オタネニンジン、お味はいかが? 会津地方振興局が給食に提供

 
オタネニンジンを使ったから揚げを味わう6年生=荒舘小

 会津で300年以上前から栽培されてきたオタネニンジン(御種人参)への関心を高めてもらおうと、県会津地方振興局が管内小中学校の学校給食でオタネニンジンを使った料理を提供する取り組みを進めている。「食育の日」の19日には、会津若松市の荒舘小でオタネニンジンの粉をたれに使ったから揚げが提供された。

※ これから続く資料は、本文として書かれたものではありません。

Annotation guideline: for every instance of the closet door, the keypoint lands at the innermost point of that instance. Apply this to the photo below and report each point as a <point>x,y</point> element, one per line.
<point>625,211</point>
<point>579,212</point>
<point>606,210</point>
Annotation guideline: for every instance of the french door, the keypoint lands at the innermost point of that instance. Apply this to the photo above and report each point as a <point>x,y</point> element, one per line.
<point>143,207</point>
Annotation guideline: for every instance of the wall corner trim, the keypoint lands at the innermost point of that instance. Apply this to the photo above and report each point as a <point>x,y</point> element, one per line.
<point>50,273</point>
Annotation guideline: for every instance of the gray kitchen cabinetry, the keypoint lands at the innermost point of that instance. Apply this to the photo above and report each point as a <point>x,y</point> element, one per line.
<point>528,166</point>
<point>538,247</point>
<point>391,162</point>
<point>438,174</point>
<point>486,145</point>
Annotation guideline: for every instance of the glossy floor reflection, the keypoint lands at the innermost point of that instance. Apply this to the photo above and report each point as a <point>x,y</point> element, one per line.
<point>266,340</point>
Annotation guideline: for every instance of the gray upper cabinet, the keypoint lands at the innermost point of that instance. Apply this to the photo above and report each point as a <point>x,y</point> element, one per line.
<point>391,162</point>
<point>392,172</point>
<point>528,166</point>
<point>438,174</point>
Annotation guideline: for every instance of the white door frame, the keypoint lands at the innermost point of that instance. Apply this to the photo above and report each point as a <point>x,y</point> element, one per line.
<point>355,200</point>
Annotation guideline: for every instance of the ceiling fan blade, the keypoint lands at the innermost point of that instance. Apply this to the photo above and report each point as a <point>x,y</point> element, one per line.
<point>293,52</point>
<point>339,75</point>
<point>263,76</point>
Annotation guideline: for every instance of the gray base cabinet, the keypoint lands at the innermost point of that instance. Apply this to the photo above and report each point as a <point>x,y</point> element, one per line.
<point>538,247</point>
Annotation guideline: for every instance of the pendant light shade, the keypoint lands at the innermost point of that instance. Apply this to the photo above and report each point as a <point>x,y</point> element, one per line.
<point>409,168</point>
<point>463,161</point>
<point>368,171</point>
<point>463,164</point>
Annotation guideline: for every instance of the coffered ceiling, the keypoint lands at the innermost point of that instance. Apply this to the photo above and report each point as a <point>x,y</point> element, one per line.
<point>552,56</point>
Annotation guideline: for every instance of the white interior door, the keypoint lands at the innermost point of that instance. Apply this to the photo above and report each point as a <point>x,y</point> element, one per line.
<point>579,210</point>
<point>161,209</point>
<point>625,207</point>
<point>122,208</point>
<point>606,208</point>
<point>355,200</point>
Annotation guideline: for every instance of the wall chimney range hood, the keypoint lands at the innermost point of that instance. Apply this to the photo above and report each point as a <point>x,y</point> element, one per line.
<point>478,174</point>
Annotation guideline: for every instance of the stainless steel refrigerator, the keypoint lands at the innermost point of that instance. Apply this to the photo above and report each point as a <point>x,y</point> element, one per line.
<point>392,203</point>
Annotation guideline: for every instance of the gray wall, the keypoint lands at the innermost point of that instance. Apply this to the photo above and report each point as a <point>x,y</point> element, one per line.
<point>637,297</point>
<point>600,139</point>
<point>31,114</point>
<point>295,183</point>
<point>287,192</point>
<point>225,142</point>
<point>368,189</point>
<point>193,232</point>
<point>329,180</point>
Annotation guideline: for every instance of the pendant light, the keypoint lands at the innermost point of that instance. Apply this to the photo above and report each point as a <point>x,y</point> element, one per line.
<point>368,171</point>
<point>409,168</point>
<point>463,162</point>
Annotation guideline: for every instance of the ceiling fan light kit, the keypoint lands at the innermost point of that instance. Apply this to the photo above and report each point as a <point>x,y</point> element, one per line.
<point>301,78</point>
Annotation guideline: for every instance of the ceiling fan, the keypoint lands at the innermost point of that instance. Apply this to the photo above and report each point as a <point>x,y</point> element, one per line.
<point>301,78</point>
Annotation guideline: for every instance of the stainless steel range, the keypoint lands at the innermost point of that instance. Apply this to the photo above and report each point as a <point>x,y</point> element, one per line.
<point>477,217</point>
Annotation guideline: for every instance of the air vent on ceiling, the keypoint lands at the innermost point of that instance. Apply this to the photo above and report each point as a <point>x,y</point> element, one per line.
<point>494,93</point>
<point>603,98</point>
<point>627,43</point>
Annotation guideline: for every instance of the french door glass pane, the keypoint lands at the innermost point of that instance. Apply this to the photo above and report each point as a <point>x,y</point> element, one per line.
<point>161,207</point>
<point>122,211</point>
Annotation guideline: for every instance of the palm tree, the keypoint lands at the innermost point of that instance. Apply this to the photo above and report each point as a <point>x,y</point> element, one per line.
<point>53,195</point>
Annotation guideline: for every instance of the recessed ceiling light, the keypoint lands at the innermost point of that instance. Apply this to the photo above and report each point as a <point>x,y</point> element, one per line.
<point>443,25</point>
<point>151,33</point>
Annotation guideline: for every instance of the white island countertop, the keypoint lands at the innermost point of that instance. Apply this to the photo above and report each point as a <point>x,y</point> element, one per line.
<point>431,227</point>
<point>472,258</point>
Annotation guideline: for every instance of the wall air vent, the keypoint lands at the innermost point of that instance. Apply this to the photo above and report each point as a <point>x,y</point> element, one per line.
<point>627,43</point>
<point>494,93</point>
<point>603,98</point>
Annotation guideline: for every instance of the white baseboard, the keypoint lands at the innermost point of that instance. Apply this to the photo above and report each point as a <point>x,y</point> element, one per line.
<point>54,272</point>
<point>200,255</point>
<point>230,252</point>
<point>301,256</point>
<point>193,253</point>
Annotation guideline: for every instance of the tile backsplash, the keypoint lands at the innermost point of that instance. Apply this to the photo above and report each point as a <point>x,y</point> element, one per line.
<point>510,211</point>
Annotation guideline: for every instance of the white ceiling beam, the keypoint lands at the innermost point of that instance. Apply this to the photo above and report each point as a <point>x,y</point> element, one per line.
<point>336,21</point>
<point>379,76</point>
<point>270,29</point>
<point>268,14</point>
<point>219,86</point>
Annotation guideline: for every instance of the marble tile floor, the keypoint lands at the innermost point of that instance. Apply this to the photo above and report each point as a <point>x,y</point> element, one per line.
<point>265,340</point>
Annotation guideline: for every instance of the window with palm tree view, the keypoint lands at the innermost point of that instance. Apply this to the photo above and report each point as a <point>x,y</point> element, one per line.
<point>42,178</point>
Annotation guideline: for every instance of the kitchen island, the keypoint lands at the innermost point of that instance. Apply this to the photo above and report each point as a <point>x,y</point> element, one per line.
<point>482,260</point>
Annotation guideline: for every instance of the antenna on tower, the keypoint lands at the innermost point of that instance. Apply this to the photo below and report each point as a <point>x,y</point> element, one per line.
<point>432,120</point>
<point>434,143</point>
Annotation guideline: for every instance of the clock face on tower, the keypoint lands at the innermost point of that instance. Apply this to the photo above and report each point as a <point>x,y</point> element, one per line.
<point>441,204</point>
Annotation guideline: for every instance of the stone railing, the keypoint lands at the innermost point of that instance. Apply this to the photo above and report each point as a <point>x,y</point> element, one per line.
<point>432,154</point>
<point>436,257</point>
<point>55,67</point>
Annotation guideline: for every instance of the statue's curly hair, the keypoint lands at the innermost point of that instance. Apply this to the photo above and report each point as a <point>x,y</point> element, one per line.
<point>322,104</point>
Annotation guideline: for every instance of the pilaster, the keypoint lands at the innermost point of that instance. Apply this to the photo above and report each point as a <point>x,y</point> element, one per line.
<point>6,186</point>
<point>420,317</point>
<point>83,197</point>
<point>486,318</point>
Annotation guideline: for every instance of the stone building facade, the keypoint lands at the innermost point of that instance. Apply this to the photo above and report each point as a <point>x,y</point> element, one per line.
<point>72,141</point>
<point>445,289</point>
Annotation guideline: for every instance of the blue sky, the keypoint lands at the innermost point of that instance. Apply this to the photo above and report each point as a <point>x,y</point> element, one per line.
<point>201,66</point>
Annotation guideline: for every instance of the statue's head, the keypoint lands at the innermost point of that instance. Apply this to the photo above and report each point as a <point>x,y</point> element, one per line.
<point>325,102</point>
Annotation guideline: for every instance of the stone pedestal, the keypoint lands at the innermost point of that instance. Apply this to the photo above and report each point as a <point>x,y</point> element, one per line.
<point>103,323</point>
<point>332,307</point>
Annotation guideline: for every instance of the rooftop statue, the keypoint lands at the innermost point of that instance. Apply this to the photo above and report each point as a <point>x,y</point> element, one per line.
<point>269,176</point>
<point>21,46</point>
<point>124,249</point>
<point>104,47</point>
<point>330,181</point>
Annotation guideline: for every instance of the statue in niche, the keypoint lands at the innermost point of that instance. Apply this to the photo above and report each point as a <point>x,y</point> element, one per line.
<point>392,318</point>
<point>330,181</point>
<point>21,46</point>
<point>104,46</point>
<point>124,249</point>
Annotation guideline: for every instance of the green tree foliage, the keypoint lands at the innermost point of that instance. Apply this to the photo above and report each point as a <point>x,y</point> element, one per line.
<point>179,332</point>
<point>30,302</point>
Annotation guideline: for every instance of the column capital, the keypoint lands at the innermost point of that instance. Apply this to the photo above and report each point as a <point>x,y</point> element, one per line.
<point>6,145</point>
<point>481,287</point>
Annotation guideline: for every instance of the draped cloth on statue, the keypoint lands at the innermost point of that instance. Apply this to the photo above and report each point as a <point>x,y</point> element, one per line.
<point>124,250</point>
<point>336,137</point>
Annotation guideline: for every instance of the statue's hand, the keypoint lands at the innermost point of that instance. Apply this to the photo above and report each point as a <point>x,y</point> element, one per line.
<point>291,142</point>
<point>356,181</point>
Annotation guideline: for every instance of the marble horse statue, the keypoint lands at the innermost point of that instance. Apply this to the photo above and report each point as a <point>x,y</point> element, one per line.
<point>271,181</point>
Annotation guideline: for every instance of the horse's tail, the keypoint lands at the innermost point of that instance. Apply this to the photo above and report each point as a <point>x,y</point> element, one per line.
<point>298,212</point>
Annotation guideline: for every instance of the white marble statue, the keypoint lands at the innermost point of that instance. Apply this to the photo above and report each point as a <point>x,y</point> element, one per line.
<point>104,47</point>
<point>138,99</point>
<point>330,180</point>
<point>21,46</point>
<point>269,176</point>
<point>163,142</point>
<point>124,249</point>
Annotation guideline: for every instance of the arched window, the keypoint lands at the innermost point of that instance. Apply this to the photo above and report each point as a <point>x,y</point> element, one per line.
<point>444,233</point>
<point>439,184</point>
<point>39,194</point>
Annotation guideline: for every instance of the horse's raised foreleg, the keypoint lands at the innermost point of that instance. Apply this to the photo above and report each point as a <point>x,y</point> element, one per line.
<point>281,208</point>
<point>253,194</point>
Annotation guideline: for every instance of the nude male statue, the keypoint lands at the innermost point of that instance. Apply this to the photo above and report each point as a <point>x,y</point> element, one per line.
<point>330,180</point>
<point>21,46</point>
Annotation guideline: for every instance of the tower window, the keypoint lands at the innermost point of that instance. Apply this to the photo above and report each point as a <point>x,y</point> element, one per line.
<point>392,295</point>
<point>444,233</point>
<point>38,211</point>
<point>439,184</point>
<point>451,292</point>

 同振興局は、オタネニンジンの認知度向上や消費拡大を目指し、フェアなどに取り組んでいる。学校給食での提供は3年目で、本年度は管内26校で延べ1万100食分を提供する。

 レシピは昨年度から、地域伝統食材に含まれる機能性成分の調査や分析、レシピ開発に取り組んでいる会津大短期大学部食物栄養学科左ゼミ(左一八教授)の学生らに考案を依頼。昨年度の人参ご飯やカレーに続き、本年度はオタネニンジン入りクリームシチューなど3種類が考案された。

 各家庭でもオタネニンジンをメニューに取り入れるよう、作り方を書いた紙も児童生徒に配布している。

 同日は、から揚げの衣にオタネニンジンの粉を混ぜ、ゴマを加えて臭いや苦みを和らげたメニューを全校生徒240人分に提供した。オタネニンジンをPRしている非公認キャラクターの「おたねくん」も登場した。児童(6年)は「オタネニンジンを初めて食べた。苦みもなくておいしかった」と笑顔を見せた。

 オタネニンジンは8代将軍徳川吉宗が朝鮮半島から輸入した種を各地の大名に分け与えたことが「御種」の由来。「漢方の王様」とも呼ばれる。